[Dbix-class] paging question

Fri Feb 5 20:30:26 GMT 2010

Thanks to the list for tips.  I can't say the process is running that
much faster (its just a lot of data to sling around) but postgres can
now handle multiple processes at once so I'm seeing a definite speed
up with multiple jobs running.

However, I'm still seeing something interesting, as follows.  

What I did was to step through my data hour by hour, as suggested,
dispensing with page and rows entirely.  My outer loop picks the
detector id.  My inner loop increments a date time object from the
earliest record to the latest record, or between two dates specified
on the command line.  My tables is indexed on both values and the
queries are super quick, I just have lots of them.

But I was still curious about how the 'disable_sth_caching' parameter
would affect things, so I experimented and got what I think is
counterintuitive results.  Perhaps I am still doing something wrong?

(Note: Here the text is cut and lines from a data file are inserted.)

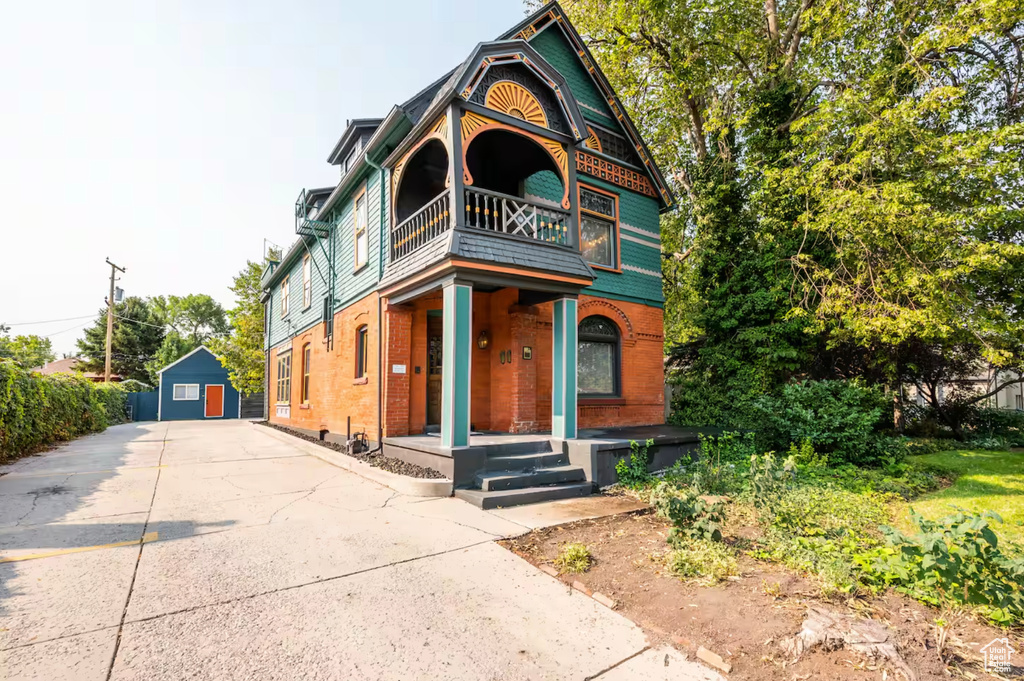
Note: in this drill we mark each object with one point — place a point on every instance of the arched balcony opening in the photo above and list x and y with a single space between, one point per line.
515 185
422 179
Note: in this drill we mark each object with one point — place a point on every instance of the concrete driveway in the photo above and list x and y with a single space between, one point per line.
212 550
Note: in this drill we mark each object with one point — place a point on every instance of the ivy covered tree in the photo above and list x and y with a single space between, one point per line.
242 351
138 333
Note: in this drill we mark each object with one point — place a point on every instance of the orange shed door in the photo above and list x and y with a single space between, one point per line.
214 401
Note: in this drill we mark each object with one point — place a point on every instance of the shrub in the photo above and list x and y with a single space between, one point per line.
37 411
691 515
574 558
702 561
632 472
839 419
953 561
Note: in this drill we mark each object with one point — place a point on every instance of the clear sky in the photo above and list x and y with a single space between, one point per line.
174 136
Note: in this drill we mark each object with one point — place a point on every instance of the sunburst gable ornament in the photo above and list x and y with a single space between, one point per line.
515 100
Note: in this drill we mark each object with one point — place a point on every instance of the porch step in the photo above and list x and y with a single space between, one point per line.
506 498
521 462
520 480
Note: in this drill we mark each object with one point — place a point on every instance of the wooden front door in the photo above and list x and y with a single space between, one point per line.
214 401
435 343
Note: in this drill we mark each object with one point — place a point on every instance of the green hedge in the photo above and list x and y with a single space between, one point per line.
37 411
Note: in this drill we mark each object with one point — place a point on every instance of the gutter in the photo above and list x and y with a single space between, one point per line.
380 308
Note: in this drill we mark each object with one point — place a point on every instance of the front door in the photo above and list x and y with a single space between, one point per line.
435 341
214 401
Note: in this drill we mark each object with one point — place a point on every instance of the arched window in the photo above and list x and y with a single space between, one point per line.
360 351
598 373
306 356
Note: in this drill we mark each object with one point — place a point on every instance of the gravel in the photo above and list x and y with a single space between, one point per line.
376 459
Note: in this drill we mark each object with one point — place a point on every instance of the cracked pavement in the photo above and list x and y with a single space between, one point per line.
263 562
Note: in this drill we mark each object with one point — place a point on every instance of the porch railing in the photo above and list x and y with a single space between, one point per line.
422 226
512 215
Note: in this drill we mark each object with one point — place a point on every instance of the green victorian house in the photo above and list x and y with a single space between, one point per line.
481 290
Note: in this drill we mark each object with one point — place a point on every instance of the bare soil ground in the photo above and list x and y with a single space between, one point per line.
744 619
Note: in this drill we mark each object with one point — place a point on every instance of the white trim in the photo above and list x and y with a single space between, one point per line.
182 358
206 401
644 232
641 270
642 242
186 398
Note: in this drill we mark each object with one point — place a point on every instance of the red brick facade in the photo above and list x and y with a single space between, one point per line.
335 393
509 396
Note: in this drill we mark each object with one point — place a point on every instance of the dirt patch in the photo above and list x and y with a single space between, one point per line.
745 619
375 459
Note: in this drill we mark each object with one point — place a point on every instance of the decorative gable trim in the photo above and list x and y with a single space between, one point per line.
552 13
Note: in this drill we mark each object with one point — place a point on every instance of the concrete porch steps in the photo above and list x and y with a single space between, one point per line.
506 498
532 478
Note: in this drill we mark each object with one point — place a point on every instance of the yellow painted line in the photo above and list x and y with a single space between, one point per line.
148 537
15 476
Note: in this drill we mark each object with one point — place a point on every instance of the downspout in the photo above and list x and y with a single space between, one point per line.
380 310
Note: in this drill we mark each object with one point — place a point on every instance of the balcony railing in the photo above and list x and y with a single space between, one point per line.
512 215
421 226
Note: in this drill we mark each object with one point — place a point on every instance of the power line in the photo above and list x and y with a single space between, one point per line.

In an unscientific test, I ran two processes on 4 days of data, one
process with sth caching enabled, one with sth caching disabled.  I
ran both jobs at about the same time.  Each process connected to the
db and I could see the postgres jobs in top and using ps -ax.  As the
jobs neared completion, the postgres process associated with the sth
caching *enabled* process had consumed about twice the CPU time, and
in top was consistently using more CPU.  The two perl jobs had about
identical CPU and RAM usage.  The perl job with disable_sth_caching=>1
finished first.  The output of time for both is:

 disable_sth_caching=>1  real 71m23.551s; user 23m0.370s;  sys 0m9.330s
 disable_sth_caching=>0  real 79m14.924s; user 25m22.100s; sys 0m21.580s

While the two jobs processed different sets of days, the data are
roughly equivalent.  Disabling sth caching had better performance.  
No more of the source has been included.